← Back to context

Comment by darkwater

19 hours ago

You have to remove admin rights to your admins then, because scrappy enough DevOps/platform engineers/whatever will totally hand-edit your AWS infra or Kubernetes deployments. I suffered that first hand. And it's even worse that in the old days, because at least back in the day it was expected.

Or at least you have to automatically destroy and recreate all nodes / VMs / similar every N days, so that nobody can pretend that any truly unavoidable hand-edits during emergency situations will persist. Possibly also control access to the ability to do hand edits behind a break-glass feature that also notifies executives or schedules a postmortem meeting about why it was necessary to do that.

  • I know of at least one organisation that'd automatically wipe every instance on (ssh-)user logout, so you could log in to debug, but nothing you did would persist at all. I quite like that idea, though sometimes being able to e.g. delay the wipe for up to X hours might be slightly easier to deal with for genuinely critical emergency fixes.

    But, yes, gating it behind notifications would also be great.
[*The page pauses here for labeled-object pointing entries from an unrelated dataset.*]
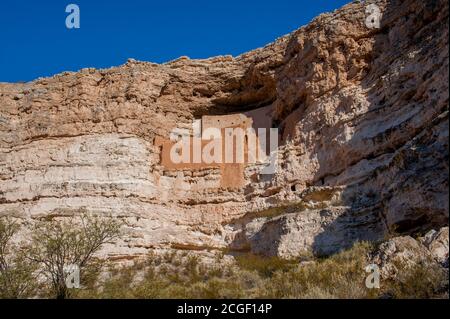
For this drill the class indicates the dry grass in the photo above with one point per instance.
(338, 276)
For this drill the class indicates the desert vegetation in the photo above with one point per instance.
(36, 269)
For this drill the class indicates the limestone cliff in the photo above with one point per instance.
(363, 121)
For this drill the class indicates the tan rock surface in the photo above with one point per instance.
(362, 113)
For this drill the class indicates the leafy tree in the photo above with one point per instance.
(57, 244)
(17, 274)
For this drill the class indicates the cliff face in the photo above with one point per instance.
(363, 153)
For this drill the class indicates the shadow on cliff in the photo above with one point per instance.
(405, 187)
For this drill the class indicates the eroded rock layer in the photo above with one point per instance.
(363, 121)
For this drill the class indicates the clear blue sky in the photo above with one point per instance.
(35, 41)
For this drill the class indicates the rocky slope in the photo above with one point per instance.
(363, 121)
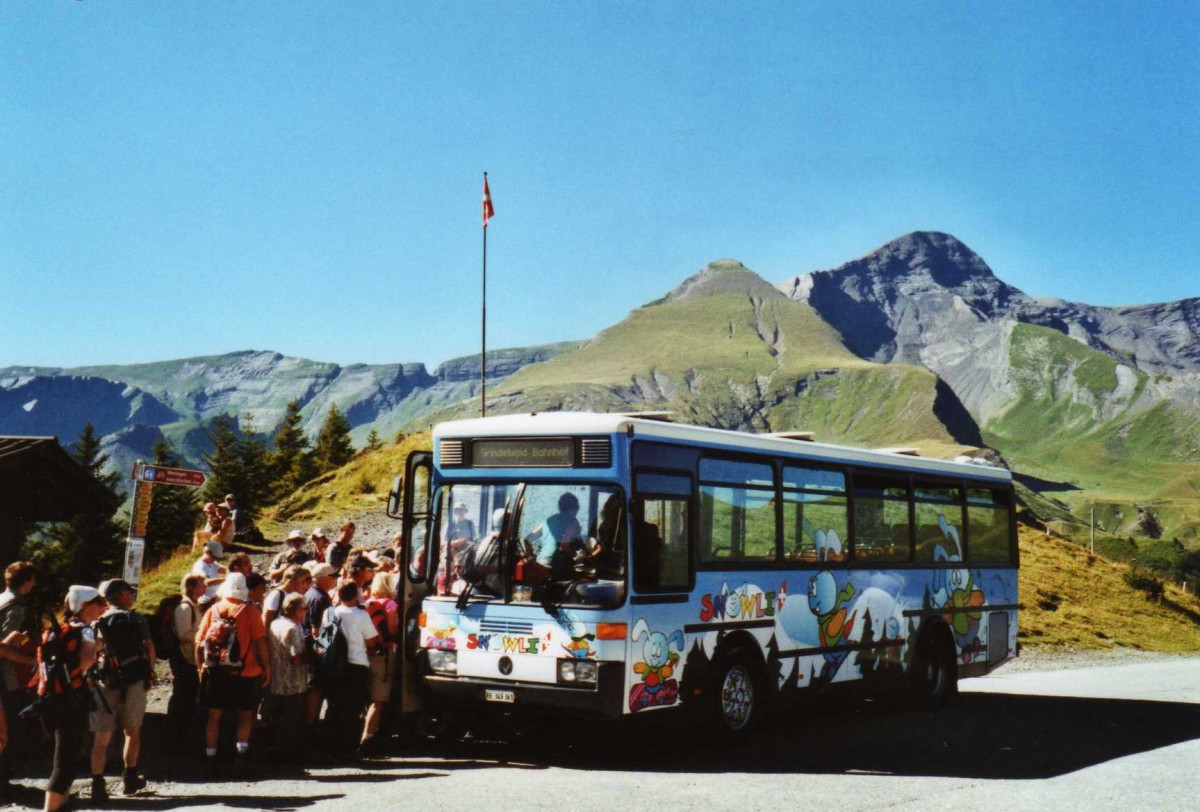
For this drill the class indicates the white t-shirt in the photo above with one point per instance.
(358, 629)
(285, 642)
(209, 571)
  • Oh no it ran out of disk space because of bug! I will run a command on that instance to free it rather than fix bug. Oh no error now happens half of the time better debug for hours only to find out someone only fixed a single instance…

    I will never understand the argument for cloud other than bragging rights about burning money and saving money which never shoulda been burning to begin with.

Nah, just run Puppet or similar. You’re welcome to run your command to validate what you already tested in stage, but if you don’t also push a PR that changes the IaC, it’s getting wiped out in a few minutes.

I hate not having root access. I don’t want to have to request permission from someone who has no idea how to do what I want to do. Log everything, make everything auditable, and hold everyone accountable - if I fuck up prod, my name will be in logs, and there will be a retro, which I will lead - but don’t make me jump through hoops to do what I want, because odds are I’ll instead find a way around them, because you didn’t know what you were doing when you set up your security system.

But then your next deployment goes, and it all rolls back, right?

And then it their fault, right?

I might have mild trauma from people complaining their artisanal changes to our environment weren’t preserved.

  • Weeeeell, if you use Helm the manual change might be preserved, which makes investigations even more... interesting.

In my org nobody has admin rights with the exception of emergencies, but we are ending up with a directory full of Github workflows and nobody knows, which of them are currently supposed to work.

Nothing beats people knowing what they are doing and cleaning up behind them.